When I asked my daughter what kind of cupcake she wanted for her birthday she immediately said “strawberry” then VERY quickly she changed her mind to blueberry and that is all she wanted after she came up with that idea! I was thinking blueberry? I had never heard of blueberry cupcakes, but I knew my foodie bloggers would not let me down, so thanks to Food Gawker, I found this fabulous recipe! I used these for the snow globe cupcakes that I made for my daughters party, but I managed to save a few extra for us to enjoy. :) These cupcakes were absolutely delicious! The cake was perfectly sweet with a subtle blueberry flavor. The blueberry is pureed so the cupcakes are a very beautiful purplish blue color, which was fun for the kids. This buttercream frosting is out of this world delicious! This will now be my go to buttercream for future cupcake recipes!Printer Friendly Version – Cupcakes Printer Friendly Version – Frosting
Makes about 18 cupcakes
2 cups + 2 tablespoons sifted flour
1 teaspoon baking powder
1/4 teaspoon salt
1 cup of unsalted butter (2 sticks)
1 1/2 cups of Sugar
2 large eggs
1/4 cup of whole milk
1/2 cup of blueberry puree
1/2 tsp Vanilla extract
Preheat oven to 350F and line cupcake pan with paper liners
Bring one pound of blueberries (fresh or frozen) to a boil in a sauce pan. I used organic frozen blueberries. Reduce heat to low and simmer until most of the liquid has evaporated (about 1/2 hour) and the mixture is thick, making sure to stir often. Cool the blueberries slightly and place in a food processor. Mix until smooth. For an
extra smooth puree pass mixture through a fine sieve before using, but I didn’t do this and it was fine. Makes about 1 1/4 cups.

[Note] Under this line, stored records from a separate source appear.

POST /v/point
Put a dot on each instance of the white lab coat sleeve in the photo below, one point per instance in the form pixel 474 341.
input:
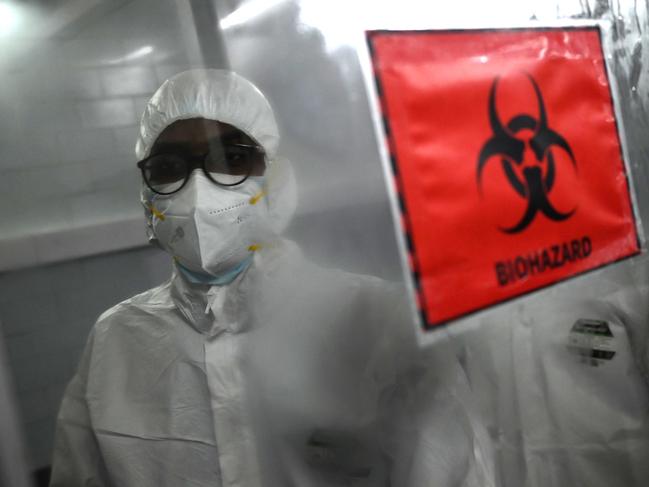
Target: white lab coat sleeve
pixel 441 440
pixel 77 460
pixel 432 434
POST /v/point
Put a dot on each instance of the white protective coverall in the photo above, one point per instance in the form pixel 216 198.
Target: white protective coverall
pixel 562 384
pixel 290 375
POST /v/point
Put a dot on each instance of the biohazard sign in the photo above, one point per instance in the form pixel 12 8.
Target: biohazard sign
pixel 506 160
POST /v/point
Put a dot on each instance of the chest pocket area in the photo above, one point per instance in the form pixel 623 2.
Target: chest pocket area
pixel 342 458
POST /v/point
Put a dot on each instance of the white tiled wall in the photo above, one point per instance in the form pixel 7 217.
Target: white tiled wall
pixel 70 105
pixel 45 316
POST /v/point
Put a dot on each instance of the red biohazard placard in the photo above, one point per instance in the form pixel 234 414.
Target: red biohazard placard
pixel 506 160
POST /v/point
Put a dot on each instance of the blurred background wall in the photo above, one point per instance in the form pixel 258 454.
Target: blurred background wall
pixel 74 78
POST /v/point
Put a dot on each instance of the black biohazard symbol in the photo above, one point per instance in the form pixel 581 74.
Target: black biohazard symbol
pixel 510 145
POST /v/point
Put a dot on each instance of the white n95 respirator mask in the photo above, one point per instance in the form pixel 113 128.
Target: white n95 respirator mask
pixel 208 228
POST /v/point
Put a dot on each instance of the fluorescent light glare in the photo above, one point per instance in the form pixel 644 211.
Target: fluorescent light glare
pixel 247 12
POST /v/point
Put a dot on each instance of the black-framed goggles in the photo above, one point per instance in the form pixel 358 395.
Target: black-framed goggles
pixel 226 165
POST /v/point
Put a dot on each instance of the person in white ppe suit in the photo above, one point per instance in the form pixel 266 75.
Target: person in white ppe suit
pixel 252 366
pixel 562 383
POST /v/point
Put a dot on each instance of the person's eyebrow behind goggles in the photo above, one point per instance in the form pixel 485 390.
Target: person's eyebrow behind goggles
pixel 226 163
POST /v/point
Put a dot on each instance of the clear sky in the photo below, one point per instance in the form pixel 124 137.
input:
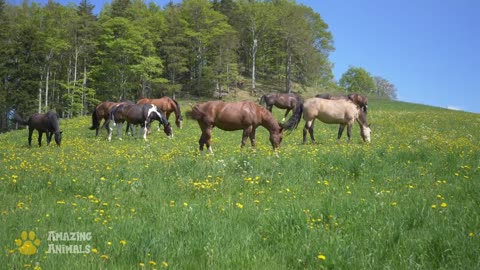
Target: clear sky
pixel 429 49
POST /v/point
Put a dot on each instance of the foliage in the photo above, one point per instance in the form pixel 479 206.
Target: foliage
pixel 412 193
pixel 357 80
pixel 57 57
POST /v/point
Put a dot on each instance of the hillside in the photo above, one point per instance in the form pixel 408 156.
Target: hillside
pixel 408 200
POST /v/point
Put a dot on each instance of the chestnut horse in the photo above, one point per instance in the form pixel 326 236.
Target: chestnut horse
pixel 167 105
pixel 43 123
pixel 286 101
pixel 135 114
pixel 338 111
pixel 102 111
pixel 229 116
pixel 361 101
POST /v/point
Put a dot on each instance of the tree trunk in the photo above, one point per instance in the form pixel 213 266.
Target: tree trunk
pixel 288 73
pixel 254 54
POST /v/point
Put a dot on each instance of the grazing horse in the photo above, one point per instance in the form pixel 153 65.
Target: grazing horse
pixel 102 111
pixel 167 105
pixel 338 111
pixel 43 123
pixel 361 101
pixel 286 101
pixel 135 114
pixel 229 116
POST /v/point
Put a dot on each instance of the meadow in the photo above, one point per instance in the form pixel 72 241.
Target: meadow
pixel 408 200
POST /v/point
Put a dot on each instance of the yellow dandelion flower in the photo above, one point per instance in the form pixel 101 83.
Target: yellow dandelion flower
pixel 321 257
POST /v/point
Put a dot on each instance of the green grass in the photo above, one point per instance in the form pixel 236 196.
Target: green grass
pixel 408 200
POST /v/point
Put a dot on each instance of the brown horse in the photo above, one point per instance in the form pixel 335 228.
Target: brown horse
pixel 229 116
pixel 361 101
pixel 102 111
pixel 167 105
pixel 338 111
pixel 43 123
pixel 288 101
pixel 135 114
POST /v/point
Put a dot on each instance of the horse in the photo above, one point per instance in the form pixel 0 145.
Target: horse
pixel 102 111
pixel 230 116
pixel 286 101
pixel 359 100
pixel 135 114
pixel 338 111
pixel 167 105
pixel 43 123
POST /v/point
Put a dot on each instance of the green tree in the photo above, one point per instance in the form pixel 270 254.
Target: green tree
pixel 357 80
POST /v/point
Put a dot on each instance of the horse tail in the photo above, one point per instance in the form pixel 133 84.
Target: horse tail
pixel 195 113
pixel 95 121
pixel 294 120
pixel 19 120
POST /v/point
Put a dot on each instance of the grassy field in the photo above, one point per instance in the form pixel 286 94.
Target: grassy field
pixel 408 200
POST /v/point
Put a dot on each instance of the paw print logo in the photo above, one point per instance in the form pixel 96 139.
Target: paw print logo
pixel 28 243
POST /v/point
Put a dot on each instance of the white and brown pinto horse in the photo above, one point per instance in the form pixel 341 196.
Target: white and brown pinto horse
pixel 230 116
pixel 338 111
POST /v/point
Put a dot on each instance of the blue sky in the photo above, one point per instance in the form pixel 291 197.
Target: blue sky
pixel 428 48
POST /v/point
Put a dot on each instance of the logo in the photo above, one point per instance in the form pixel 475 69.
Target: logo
pixel 28 243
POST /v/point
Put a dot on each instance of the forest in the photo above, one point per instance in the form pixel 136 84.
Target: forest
pixel 68 59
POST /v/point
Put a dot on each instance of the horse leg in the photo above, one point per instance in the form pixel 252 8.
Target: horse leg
pixel 245 135
pixel 349 131
pixel 30 133
pixel 308 128
pixel 40 138
pixel 252 138
pixel 286 113
pixel 340 131
pixel 49 137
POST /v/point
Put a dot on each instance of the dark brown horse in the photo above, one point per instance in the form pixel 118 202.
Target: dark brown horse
pixel 43 123
pixel 288 101
pixel 135 114
pixel 359 100
pixel 166 105
pixel 338 111
pixel 229 116
pixel 102 111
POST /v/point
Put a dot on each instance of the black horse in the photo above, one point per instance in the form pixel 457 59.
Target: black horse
pixel 135 114
pixel 43 123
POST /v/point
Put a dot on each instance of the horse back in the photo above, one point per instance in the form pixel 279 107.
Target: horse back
pixel 338 111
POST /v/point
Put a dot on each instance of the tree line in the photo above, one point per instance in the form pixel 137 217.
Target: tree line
pixel 68 59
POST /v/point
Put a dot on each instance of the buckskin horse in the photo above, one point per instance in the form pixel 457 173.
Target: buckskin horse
pixel 166 105
pixel 43 123
pixel 361 101
pixel 283 101
pixel 135 114
pixel 338 111
pixel 230 116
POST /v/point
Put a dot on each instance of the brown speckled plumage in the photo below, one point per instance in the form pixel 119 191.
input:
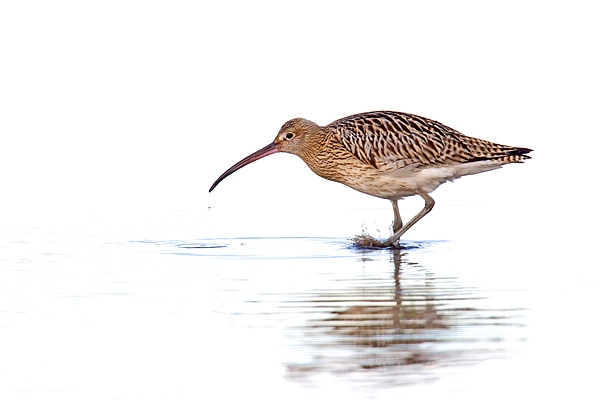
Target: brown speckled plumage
pixel 387 154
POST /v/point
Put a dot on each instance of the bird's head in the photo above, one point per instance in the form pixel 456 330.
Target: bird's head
pixel 297 136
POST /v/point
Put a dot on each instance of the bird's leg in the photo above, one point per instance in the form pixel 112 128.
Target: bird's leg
pixel 429 203
pixel 397 220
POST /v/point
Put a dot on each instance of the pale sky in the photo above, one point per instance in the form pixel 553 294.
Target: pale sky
pixel 117 106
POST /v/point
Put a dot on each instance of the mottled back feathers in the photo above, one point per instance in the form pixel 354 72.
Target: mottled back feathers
pixel 386 137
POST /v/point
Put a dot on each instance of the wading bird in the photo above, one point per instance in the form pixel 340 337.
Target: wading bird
pixel 387 154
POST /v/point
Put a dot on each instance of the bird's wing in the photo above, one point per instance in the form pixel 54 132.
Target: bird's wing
pixel 386 138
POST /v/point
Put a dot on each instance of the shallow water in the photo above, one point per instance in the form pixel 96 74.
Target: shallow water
pixel 91 311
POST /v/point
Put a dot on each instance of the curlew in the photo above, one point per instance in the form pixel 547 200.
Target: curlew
pixel 387 154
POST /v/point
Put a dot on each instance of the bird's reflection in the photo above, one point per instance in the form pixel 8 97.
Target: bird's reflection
pixel 409 318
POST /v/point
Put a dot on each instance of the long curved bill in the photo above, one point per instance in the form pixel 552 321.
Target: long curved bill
pixel 265 151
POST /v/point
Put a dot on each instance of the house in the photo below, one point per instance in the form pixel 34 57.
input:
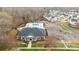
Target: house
pixel 74 21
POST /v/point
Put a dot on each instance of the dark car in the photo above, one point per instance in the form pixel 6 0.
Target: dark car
pixel 33 34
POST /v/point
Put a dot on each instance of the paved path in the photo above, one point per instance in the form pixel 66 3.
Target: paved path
pixel 29 44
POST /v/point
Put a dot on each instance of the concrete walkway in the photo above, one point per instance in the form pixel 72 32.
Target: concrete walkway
pixel 29 44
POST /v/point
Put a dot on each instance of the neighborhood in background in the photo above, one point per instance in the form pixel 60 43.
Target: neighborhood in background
pixel 39 28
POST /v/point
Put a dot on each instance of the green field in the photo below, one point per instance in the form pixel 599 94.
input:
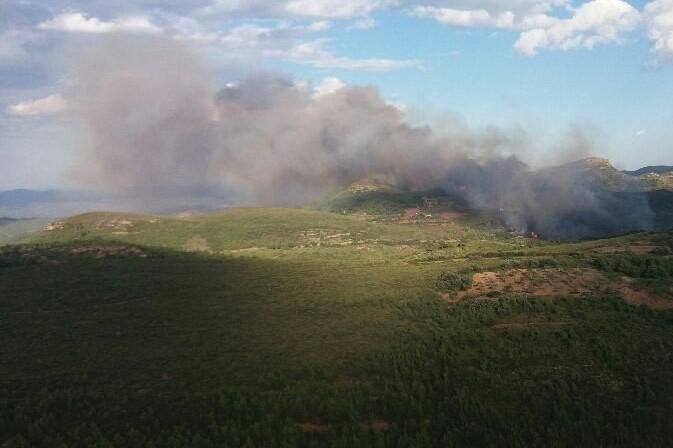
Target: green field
pixel 293 327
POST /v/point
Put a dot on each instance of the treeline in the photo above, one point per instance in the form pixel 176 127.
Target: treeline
pixel 491 372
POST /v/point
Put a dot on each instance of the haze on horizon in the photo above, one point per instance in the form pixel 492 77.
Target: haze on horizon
pixel 543 80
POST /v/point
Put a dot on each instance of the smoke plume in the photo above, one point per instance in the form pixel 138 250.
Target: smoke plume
pixel 157 127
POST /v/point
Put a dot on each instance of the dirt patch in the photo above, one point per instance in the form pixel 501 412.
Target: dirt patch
pixel 556 283
pixel 105 251
pixel 196 244
pixel 411 213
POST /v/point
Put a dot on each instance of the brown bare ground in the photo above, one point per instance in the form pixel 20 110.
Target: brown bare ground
pixel 558 282
pixel 196 244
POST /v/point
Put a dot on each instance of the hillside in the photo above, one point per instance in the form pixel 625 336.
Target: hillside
pixel 295 327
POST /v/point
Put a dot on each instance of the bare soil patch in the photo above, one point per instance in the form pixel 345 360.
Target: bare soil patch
pixel 196 244
pixel 556 283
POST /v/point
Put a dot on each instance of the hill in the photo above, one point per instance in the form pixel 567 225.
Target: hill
pixel 296 327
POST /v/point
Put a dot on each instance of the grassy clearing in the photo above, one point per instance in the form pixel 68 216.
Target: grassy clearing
pixel 307 329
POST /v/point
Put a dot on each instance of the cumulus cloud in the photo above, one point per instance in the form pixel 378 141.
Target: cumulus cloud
pixel 50 104
pixel 593 23
pixel 76 22
pixel 472 17
pixel 659 18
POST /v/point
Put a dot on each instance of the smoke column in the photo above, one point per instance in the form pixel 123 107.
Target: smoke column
pixel 157 127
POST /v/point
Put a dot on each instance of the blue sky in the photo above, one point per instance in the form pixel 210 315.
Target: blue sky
pixel 549 68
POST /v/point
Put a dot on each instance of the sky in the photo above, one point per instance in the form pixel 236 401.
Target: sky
pixel 552 69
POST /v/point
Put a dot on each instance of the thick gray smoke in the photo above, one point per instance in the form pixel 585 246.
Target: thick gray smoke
pixel 157 128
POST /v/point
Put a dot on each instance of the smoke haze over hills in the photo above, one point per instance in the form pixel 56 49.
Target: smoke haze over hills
pixel 156 125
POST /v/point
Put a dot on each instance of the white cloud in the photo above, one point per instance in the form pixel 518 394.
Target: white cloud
pixel 467 17
pixel 51 104
pixel 321 25
pixel 314 54
pixel 76 22
pixel 595 22
pixel 363 24
pixel 327 86
pixel 332 8
pixel 659 18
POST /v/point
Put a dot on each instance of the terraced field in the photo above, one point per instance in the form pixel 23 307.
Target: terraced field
pixel 295 327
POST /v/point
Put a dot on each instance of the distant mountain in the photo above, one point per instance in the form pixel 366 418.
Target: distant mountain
pixel 656 169
pixel 602 174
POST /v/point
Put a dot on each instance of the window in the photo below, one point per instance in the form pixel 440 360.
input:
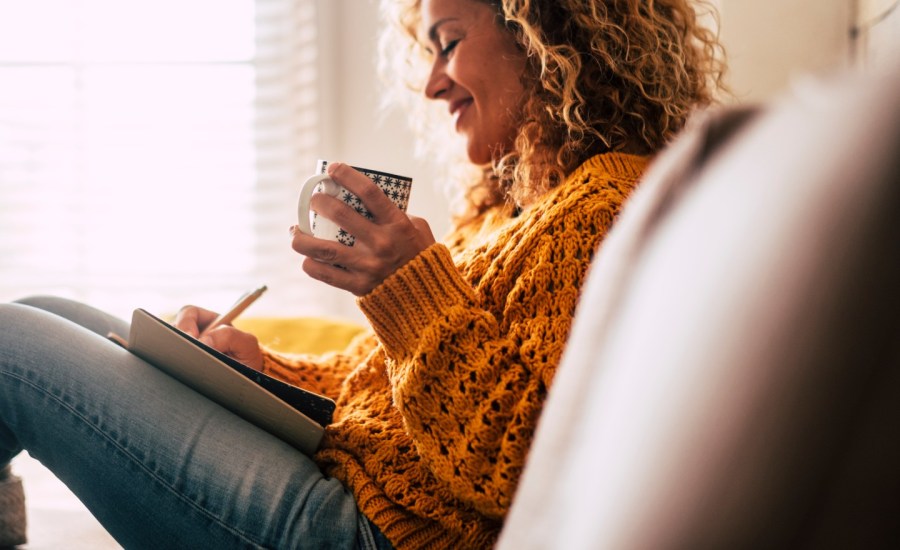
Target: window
pixel 149 150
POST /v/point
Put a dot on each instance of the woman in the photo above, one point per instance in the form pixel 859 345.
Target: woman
pixel 559 104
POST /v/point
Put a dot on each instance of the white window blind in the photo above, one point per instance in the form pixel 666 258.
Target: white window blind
pixel 150 149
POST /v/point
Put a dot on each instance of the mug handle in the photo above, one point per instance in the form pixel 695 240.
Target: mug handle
pixel 306 193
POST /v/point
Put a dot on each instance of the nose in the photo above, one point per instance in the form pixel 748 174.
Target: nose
pixel 438 82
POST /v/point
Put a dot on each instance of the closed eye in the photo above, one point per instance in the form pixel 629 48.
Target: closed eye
pixel 446 50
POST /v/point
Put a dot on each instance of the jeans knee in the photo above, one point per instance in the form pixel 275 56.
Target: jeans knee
pixel 44 301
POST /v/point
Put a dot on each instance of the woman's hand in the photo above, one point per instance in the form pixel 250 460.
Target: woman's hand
pixel 234 343
pixel 383 244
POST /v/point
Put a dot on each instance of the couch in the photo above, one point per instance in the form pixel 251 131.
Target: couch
pixel 732 379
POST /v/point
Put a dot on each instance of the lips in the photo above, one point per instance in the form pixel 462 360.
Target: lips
pixel 458 107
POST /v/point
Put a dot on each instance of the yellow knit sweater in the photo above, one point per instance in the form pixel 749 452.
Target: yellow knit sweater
pixel 436 408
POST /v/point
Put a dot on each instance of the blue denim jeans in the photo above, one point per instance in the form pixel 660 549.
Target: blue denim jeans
pixel 158 464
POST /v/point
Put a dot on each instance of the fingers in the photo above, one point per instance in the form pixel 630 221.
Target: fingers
pixel 190 319
pixel 240 345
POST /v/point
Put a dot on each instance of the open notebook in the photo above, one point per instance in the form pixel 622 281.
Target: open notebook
pixel 293 414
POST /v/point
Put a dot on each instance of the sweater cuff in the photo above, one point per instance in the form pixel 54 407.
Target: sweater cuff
pixel 413 297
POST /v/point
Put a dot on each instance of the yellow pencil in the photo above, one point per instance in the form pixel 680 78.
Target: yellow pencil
pixel 238 308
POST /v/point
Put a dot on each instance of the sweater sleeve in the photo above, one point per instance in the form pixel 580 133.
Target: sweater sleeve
pixel 321 374
pixel 469 380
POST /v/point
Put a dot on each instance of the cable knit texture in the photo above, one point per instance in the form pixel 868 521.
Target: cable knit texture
pixel 437 407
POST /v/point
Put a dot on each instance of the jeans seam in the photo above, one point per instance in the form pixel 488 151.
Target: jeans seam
pixel 134 460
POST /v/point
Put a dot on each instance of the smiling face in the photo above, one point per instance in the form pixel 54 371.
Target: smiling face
pixel 476 69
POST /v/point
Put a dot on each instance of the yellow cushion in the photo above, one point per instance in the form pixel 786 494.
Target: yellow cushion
pixel 300 334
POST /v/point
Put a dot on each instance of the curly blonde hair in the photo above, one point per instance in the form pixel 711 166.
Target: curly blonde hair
pixel 601 75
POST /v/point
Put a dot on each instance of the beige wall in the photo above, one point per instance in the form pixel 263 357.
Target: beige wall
pixel 771 43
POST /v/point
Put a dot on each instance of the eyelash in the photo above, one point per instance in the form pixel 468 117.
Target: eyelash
pixel 446 50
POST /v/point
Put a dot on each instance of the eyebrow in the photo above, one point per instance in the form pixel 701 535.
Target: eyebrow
pixel 432 32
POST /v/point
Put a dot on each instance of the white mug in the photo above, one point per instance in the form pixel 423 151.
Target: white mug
pixel 397 188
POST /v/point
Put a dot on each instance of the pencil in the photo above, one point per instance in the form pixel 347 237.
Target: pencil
pixel 238 308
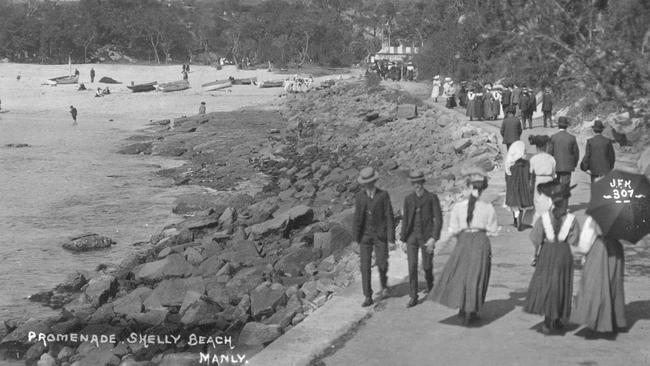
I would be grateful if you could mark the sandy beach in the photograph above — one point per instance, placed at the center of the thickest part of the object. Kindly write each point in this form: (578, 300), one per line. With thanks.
(71, 180)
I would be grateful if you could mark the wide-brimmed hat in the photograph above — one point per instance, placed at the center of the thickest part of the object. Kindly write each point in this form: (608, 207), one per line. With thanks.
(474, 174)
(555, 190)
(563, 122)
(598, 126)
(416, 176)
(367, 175)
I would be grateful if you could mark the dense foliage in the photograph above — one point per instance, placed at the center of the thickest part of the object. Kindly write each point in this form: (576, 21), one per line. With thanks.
(603, 45)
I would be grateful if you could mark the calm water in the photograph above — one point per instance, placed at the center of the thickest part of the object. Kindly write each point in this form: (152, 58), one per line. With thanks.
(70, 181)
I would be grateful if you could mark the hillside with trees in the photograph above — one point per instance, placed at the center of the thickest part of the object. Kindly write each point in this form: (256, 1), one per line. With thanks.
(599, 45)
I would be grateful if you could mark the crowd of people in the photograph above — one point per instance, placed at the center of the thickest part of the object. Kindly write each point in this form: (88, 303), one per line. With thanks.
(491, 101)
(540, 186)
(396, 71)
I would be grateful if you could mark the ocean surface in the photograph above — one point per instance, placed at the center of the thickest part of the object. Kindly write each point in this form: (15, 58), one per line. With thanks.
(69, 181)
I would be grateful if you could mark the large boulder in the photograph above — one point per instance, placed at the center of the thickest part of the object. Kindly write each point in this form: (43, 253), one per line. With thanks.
(100, 289)
(254, 334)
(265, 299)
(293, 218)
(173, 265)
(172, 292)
(132, 303)
(332, 241)
(86, 242)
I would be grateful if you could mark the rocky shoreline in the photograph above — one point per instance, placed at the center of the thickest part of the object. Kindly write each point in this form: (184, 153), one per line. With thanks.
(269, 241)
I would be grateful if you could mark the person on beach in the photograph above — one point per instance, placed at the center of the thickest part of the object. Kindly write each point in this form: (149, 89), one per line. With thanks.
(496, 101)
(547, 106)
(488, 102)
(528, 107)
(599, 156)
(506, 97)
(551, 287)
(73, 113)
(542, 170)
(420, 229)
(510, 129)
(450, 92)
(564, 148)
(435, 91)
(518, 194)
(464, 280)
(373, 228)
(600, 303)
(478, 103)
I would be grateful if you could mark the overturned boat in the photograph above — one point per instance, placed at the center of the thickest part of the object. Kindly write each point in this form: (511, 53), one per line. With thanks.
(174, 86)
(138, 88)
(216, 85)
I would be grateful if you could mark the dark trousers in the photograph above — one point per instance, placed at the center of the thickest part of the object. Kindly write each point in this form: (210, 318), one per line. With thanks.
(565, 180)
(368, 243)
(414, 244)
(547, 118)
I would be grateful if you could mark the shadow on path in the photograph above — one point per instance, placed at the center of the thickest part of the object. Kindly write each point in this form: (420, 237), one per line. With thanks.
(492, 310)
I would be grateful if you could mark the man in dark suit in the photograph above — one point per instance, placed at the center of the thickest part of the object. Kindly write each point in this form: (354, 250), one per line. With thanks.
(373, 228)
(510, 128)
(599, 154)
(564, 148)
(421, 225)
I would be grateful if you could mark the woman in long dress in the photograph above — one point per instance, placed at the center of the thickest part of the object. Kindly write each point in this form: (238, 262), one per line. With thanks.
(488, 113)
(600, 304)
(478, 105)
(542, 167)
(551, 287)
(435, 91)
(465, 278)
(471, 109)
(518, 193)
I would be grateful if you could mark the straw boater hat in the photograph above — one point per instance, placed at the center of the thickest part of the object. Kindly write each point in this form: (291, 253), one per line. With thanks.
(367, 175)
(416, 176)
(598, 126)
(474, 174)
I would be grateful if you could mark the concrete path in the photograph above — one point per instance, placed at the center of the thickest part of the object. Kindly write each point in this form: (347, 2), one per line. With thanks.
(431, 334)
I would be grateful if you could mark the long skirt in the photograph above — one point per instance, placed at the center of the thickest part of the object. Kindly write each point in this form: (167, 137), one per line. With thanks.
(471, 110)
(478, 108)
(600, 304)
(435, 92)
(465, 278)
(487, 108)
(551, 287)
(541, 202)
(496, 108)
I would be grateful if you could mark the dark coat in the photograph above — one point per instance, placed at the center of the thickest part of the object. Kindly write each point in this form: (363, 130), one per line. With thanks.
(564, 148)
(376, 215)
(510, 129)
(431, 214)
(547, 102)
(599, 156)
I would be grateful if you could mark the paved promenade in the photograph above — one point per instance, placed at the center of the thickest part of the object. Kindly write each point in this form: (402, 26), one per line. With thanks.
(431, 334)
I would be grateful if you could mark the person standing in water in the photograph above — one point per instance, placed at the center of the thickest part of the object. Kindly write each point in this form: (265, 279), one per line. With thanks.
(73, 113)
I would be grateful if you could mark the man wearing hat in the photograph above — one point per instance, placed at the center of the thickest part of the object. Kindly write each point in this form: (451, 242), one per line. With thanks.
(564, 148)
(420, 228)
(599, 154)
(373, 229)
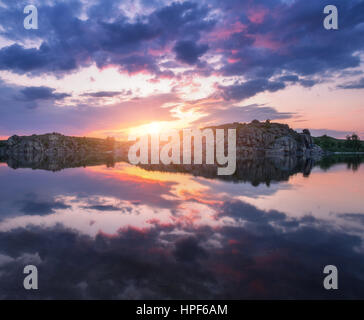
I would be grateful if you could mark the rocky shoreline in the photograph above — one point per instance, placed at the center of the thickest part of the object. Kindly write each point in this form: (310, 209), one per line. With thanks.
(254, 140)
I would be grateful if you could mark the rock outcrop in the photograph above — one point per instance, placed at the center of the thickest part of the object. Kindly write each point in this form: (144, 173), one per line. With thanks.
(266, 139)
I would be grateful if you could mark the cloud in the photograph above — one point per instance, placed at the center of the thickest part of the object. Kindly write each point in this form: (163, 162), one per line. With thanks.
(248, 89)
(41, 93)
(241, 261)
(355, 217)
(106, 94)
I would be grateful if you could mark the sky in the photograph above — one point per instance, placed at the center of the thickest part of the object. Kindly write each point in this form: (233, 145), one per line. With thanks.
(109, 67)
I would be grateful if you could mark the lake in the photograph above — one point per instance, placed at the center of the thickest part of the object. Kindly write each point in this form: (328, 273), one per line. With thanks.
(125, 232)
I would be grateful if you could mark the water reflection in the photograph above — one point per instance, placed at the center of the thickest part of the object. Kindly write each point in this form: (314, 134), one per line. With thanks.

Cream butter and sugar until pale and fluffy. Add one egg at a time, beating until incorporated after each one.
Sift dry ingredients into a separate bowl. Mix milk with 1/2 cup of blueberry puree and vanilla. Add wet and dry ingredients alternately to butter/sugar mixture starting and ending with the dry ingredients in three additions. Mix until just incorporated after each addition. Do not over beat batter. The batter will puff up when baking, but then settle again once it cools, so you want to make sure that you fill each liner at least 3/4 full of batter. If you want an extra punch of flavor you can mix in a little of the blueberry puree into each cupcake and swirl slightly with a wooden skewer or small spoon. Bake for 18 to 20 minutes or until cake springs back to the touch. Cool for 10-15 minutes in the pan then turn out onto a wire rack and cool completely before frosting.
Vanilla Buttercream Frosting
20 tbsp. (2 ½ sticks) unsalted butter, softened
2 ½ cups confectioners’ sugar, sifted
1/8 tsp. salt
2 tsp. vanilla extract
2 tbsp. heavy cream
In a stand mixer fitted with the whisk attachment, beat butter at medium-high speed until smooth, about 20 seconds. Add confectioners’ sugar and salt; beat at medium-low speed until most of the sugar is moistened, about 45 seconds. Scrape down the bowl and beat at medium speed until mixture is fully combined, about 15 seconds. Scrape bowl, add vanilla and heavy cream, and beat at medium speed until incorporated, about 10 seconds. Then increase the speed to medium-high and beat until light and fluffy, about 4 minutes, scraping down bowl once or twice.